There are many topics where teachers should be required to be impartial: religion is one. Politics is another. But Nazism? Nope, that’s one area where we you’d kind of hope that the adult schooling your child would make it clear that Adolf Hitler was a very, very bad man. But Scott Baldwin, a Republican senator from Indiana, maybe isn’t so sure.
Last Wednesday, as The Washington Post reports, the lawmaker got a little overzealous in his desire to ban “divisive concepts” from being discussed at all in classrooms throughout the Hoosier State when he used the exact wrong words to explain during a Senate committee hearing that:
“I’m not discrediting, as a person, Marxism, Nazism, fascism—I’m not discrediting any of those -isms out there. And I have no problem with the education system providing instruction on the existence of those -isms. I believe that we’ve gone too far when we take a position on those -isms… We need to be impartial… We need to be the purveyors of reason.”

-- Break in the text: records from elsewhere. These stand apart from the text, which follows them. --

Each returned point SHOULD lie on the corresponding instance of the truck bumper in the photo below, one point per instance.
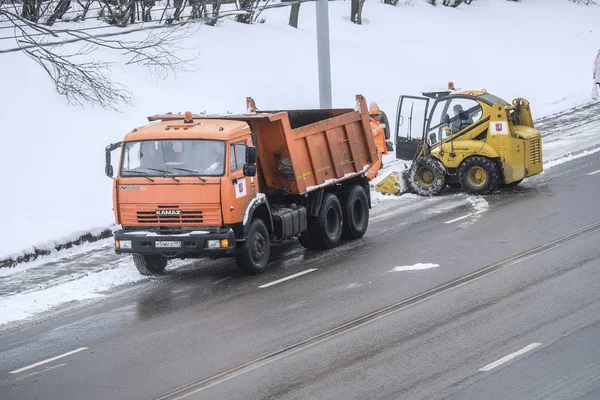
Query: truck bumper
(188, 245)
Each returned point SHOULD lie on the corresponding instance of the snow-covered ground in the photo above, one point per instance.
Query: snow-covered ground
(53, 158)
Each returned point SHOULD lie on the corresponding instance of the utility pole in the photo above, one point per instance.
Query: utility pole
(323, 53)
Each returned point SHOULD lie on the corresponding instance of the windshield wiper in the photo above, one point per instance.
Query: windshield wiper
(193, 172)
(144, 174)
(165, 172)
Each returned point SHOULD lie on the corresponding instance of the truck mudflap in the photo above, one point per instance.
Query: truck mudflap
(219, 243)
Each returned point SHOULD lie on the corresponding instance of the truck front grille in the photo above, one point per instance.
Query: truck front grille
(535, 151)
(170, 215)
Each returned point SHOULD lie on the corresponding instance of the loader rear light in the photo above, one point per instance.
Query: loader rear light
(123, 244)
(215, 244)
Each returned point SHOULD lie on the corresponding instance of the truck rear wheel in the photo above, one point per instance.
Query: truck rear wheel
(355, 208)
(478, 175)
(150, 265)
(253, 255)
(427, 176)
(326, 229)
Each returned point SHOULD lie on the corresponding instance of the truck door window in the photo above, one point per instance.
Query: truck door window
(238, 156)
(182, 157)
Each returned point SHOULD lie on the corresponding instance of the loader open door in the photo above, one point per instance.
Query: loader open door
(411, 120)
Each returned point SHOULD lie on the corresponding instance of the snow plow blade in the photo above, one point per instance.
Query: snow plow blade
(393, 184)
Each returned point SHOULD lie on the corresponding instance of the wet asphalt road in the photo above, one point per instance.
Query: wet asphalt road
(196, 323)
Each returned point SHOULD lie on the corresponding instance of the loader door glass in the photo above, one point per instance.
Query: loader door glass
(462, 112)
(410, 125)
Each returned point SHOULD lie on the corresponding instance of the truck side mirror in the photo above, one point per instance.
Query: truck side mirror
(108, 169)
(249, 170)
(250, 156)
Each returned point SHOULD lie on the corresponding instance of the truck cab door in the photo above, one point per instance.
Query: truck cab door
(411, 120)
(238, 190)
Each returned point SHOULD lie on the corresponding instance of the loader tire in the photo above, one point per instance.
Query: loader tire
(478, 175)
(253, 256)
(427, 176)
(326, 230)
(355, 209)
(513, 184)
(150, 265)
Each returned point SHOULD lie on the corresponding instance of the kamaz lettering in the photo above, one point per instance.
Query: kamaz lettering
(168, 212)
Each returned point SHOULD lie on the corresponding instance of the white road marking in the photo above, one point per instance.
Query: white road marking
(287, 278)
(16, 371)
(415, 267)
(37, 372)
(509, 357)
(458, 219)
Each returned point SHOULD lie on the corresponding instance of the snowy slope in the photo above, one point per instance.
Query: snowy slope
(53, 154)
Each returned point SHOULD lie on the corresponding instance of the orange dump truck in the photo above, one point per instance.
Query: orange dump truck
(191, 186)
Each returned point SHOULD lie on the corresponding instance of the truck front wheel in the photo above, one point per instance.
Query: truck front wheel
(253, 255)
(150, 265)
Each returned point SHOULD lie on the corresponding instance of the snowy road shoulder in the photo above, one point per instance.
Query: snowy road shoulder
(25, 305)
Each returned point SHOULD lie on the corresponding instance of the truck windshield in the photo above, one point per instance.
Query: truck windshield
(173, 157)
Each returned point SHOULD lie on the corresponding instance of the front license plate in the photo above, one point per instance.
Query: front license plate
(167, 243)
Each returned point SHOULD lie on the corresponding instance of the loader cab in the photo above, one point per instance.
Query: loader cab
(418, 121)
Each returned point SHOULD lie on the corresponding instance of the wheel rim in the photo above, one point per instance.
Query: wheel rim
(426, 177)
(358, 214)
(333, 222)
(477, 176)
(259, 246)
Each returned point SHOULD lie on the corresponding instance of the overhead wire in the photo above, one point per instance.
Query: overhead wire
(122, 31)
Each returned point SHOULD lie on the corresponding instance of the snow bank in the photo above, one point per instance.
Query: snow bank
(24, 305)
(53, 161)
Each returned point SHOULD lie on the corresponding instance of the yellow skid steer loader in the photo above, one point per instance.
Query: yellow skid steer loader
(468, 139)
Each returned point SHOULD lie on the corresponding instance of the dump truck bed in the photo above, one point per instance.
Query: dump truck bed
(303, 150)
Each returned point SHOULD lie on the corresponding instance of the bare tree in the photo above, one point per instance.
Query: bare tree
(250, 7)
(356, 11)
(294, 13)
(83, 81)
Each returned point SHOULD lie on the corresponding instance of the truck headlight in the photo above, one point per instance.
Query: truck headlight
(213, 244)
(123, 244)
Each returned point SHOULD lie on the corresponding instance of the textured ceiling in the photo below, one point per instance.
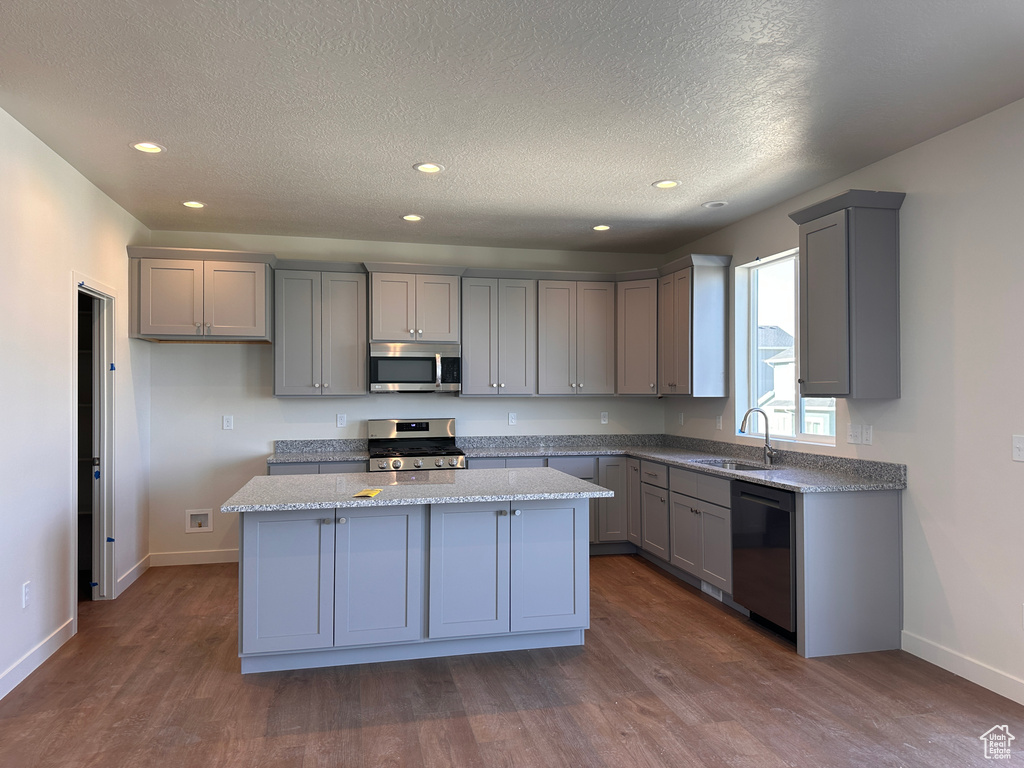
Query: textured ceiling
(305, 118)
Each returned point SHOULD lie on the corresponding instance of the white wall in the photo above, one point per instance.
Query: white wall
(962, 275)
(197, 465)
(53, 223)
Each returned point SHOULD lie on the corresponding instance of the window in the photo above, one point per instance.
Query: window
(773, 353)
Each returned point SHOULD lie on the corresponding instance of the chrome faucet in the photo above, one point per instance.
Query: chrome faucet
(769, 451)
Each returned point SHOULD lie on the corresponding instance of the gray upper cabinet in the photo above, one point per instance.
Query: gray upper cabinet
(321, 333)
(185, 298)
(692, 326)
(414, 307)
(499, 336)
(577, 337)
(637, 337)
(849, 296)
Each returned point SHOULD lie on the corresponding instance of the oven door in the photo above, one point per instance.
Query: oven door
(414, 368)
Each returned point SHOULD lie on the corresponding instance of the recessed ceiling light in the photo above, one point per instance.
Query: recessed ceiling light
(148, 147)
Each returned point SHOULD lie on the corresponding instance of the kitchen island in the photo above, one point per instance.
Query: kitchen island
(437, 563)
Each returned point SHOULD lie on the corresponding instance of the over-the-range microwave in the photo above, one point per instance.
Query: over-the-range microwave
(415, 367)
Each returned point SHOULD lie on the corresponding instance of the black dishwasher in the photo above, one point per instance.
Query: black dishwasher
(764, 563)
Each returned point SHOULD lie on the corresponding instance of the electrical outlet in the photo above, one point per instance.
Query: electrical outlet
(1018, 454)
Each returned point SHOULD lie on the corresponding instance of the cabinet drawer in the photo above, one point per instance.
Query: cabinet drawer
(531, 461)
(683, 481)
(654, 474)
(714, 489)
(584, 467)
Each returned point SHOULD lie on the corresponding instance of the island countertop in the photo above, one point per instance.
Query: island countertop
(282, 493)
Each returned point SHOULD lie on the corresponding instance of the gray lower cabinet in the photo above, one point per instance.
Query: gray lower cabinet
(287, 581)
(312, 468)
(320, 333)
(497, 567)
(314, 579)
(611, 513)
(499, 337)
(634, 503)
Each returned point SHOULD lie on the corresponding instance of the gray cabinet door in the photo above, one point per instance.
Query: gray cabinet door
(611, 513)
(549, 577)
(343, 337)
(556, 365)
(436, 307)
(469, 569)
(392, 306)
(287, 582)
(378, 592)
(235, 299)
(637, 337)
(479, 336)
(824, 332)
(654, 508)
(716, 542)
(634, 501)
(170, 297)
(595, 338)
(686, 541)
(297, 333)
(516, 337)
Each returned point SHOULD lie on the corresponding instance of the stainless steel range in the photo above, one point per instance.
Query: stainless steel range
(413, 443)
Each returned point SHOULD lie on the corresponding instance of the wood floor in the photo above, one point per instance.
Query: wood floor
(667, 678)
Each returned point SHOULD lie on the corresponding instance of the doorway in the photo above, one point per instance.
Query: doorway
(93, 401)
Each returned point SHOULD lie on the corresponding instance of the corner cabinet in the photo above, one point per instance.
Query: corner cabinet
(692, 327)
(320, 333)
(577, 337)
(199, 295)
(414, 307)
(637, 337)
(849, 296)
(499, 337)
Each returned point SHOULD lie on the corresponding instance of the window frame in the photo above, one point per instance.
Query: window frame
(750, 353)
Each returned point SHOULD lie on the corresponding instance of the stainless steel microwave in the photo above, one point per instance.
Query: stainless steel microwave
(415, 367)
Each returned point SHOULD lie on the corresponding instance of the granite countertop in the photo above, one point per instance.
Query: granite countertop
(800, 472)
(283, 493)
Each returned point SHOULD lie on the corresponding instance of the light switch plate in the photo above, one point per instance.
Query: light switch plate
(1018, 455)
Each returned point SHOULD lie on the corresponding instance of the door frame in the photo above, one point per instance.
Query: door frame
(103, 370)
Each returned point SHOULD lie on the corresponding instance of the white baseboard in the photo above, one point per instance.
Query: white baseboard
(129, 578)
(28, 664)
(198, 557)
(971, 669)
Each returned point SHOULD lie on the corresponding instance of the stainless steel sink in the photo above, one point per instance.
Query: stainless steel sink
(734, 465)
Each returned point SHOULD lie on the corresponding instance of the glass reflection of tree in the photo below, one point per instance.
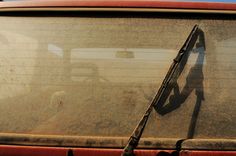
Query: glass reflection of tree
(194, 81)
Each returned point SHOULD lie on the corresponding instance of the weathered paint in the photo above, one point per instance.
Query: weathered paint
(122, 3)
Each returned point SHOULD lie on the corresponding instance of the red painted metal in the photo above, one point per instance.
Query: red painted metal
(8, 150)
(207, 153)
(120, 3)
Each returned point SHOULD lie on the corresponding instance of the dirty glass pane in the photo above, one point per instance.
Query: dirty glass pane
(96, 76)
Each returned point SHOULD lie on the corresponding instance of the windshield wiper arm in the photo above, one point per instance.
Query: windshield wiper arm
(137, 133)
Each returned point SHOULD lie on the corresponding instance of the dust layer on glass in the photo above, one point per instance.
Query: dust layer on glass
(96, 77)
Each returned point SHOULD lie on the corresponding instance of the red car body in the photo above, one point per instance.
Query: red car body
(40, 148)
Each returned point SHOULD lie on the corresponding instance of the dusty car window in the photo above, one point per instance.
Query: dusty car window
(96, 76)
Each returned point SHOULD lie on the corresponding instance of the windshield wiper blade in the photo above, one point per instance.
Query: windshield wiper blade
(137, 133)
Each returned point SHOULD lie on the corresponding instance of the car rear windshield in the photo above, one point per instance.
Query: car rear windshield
(89, 76)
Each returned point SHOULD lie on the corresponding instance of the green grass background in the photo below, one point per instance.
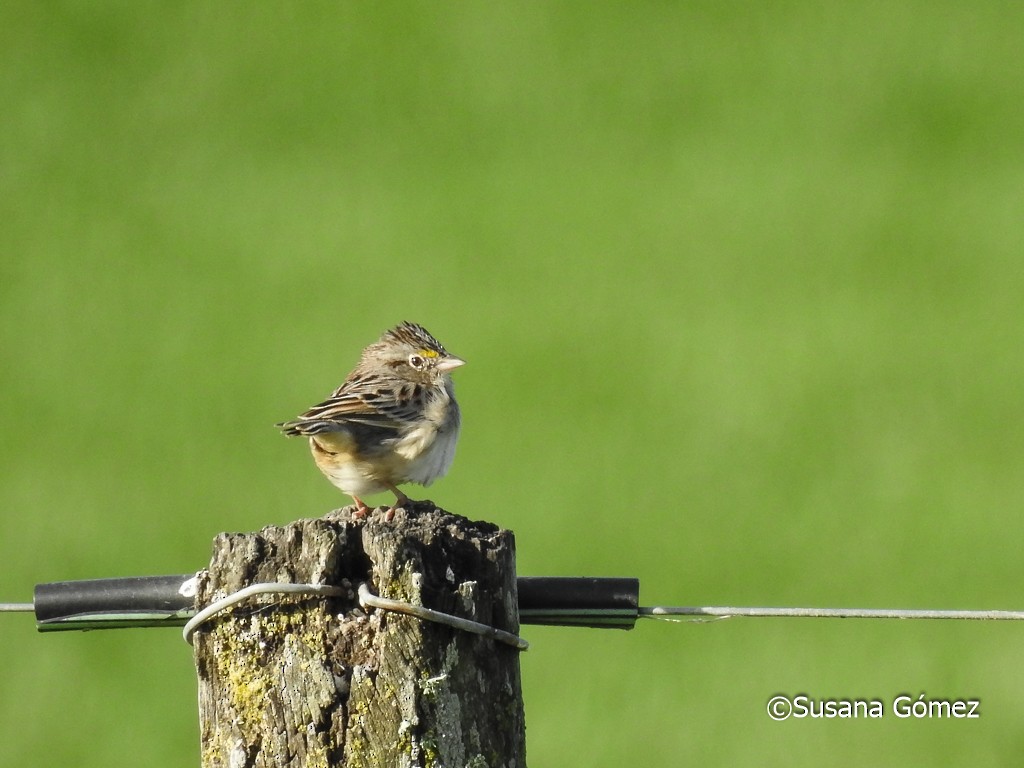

So… a teacher can tell their students about the existence of Nazism, racism, or “any of those -isms out there,” but cannot denounce it?
The backlash following these comments by Baldwin—who is a co-author of Senate Bill 167, which seeks to prevent such topics from being discussed, or taught, at all in school—were quickly met with criticism, which led to a bit of an about-face the next day. Baldwin issued a statement to the Indianapolis Star in which he claimed:
“When I was drafting this bill, my intent with regard to ‘political affiliation’ was to cover political parties within the legal American political system. In my comments during committee, I was thinking more about the big picture and trying to say that we should not tell kids what to think about politics.
“Nazism, Marxism and fascism are a stain on our world history and should be regarded as such, and I failed to adequately articulate that in my comments during the meeting. I believe that kids should learn about these horrible events in history so that we don’t experience them again in humanity.”
Baldwin also told the paper that he would be tweaking the wording of the bill so that it more accurately reflects his original intent.